Sunday, October 3, 2010

Lake Powell, Day 9. The Rincon to Oak Canyon

Friday, September 24, 2010

We had a nice communal breakfast at The Rincon, brats, hashbrowns and fried eggs. Fished a bit after breakfast. After 1,000 futile casts, I finally caught a fish! Not on a cast, though. Patty was just playing around with her hook in the water a few feet deep behind the motorwell, and saw a fish following it. So I put my line in the water and dinked round dragging it back and forth, and wham, a small mouth bass hit it! So, no longer skunked!

"Rincon" means an abandoned meander in a river that forms a wide valley. This is really only evident here looking at aerial photos. Unfortunately, we did not have a plane!

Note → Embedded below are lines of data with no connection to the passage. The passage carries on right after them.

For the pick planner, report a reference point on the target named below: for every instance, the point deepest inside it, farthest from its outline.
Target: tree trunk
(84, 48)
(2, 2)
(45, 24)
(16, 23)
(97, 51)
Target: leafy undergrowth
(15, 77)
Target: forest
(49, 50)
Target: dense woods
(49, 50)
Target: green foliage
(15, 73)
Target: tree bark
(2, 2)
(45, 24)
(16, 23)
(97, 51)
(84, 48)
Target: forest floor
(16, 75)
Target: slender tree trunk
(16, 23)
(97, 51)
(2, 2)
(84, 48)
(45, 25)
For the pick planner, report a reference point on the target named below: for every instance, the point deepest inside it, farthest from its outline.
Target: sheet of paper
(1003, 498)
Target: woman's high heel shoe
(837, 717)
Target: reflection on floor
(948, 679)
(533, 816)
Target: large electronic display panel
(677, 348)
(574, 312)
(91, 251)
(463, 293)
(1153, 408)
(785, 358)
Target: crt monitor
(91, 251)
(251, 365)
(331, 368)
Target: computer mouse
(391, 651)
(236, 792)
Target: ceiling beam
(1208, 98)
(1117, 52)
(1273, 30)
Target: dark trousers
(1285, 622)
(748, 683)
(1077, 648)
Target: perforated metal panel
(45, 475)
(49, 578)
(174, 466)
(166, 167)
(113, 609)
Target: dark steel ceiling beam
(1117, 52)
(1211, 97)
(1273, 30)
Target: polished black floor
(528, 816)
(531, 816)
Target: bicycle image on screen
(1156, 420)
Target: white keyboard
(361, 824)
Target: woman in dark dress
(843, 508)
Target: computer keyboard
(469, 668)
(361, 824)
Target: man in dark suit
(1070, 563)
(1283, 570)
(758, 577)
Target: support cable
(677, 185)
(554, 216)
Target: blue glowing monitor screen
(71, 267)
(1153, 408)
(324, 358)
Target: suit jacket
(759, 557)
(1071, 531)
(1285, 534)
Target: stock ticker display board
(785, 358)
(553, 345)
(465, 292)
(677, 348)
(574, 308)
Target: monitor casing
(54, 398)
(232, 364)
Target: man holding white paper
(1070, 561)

Russ and Toni, Jody and his dog Ellie, and Patty, Baxter and I went on our daily hike about 9:40 a.m., which was supposed to be two kilometers to see some remnants of a uranium mining operation. The trail at The Rincon is really a jeep road, and the view is not really terribly interesting. We walked more than two kilometers without seeing much of anything except a dusty jeep road.


We decided to walk back via the creek bed, which was much more interesting. If Slick Rock is about the verdure, then The Rincon is about rocks - the creek bed walls were mud with embedded rocks and quite a few of those looked none too stable. There was also an interesting "mushroom rock" and some rocks that looked like they had been sliced with an electric knife.

Baxter always seems to assume some regal pose each year for the annual Lake Powell portrait of "Baxter Barrett Anderson, Dog of the Desert"!

We were once again pretty worn out and hot after the hike, so went swimming before a late lunch. We decided to head out about 2 p.m. for Oak Canyon for the big C-Brat gathering on Saturday.

We arrived at Oak Canyon about 5:30 p.m., and lots of C-Dorys were already here nosed up to the beach. We beached and secured our lines, complete with frisbees to keep the mice off, while Russ and Toni anchored out due to their deeper draft in the Ranger Tug.

We had a very pleasant evening sitting in our folding chairs on the beach in a big circle catching up with a lot of C-Dory friends. No internet here, since although we are very close to Navajo Mountain, we don't have the necessary line of sight. Back to the boat for dinner, read a bit and turned in for the night.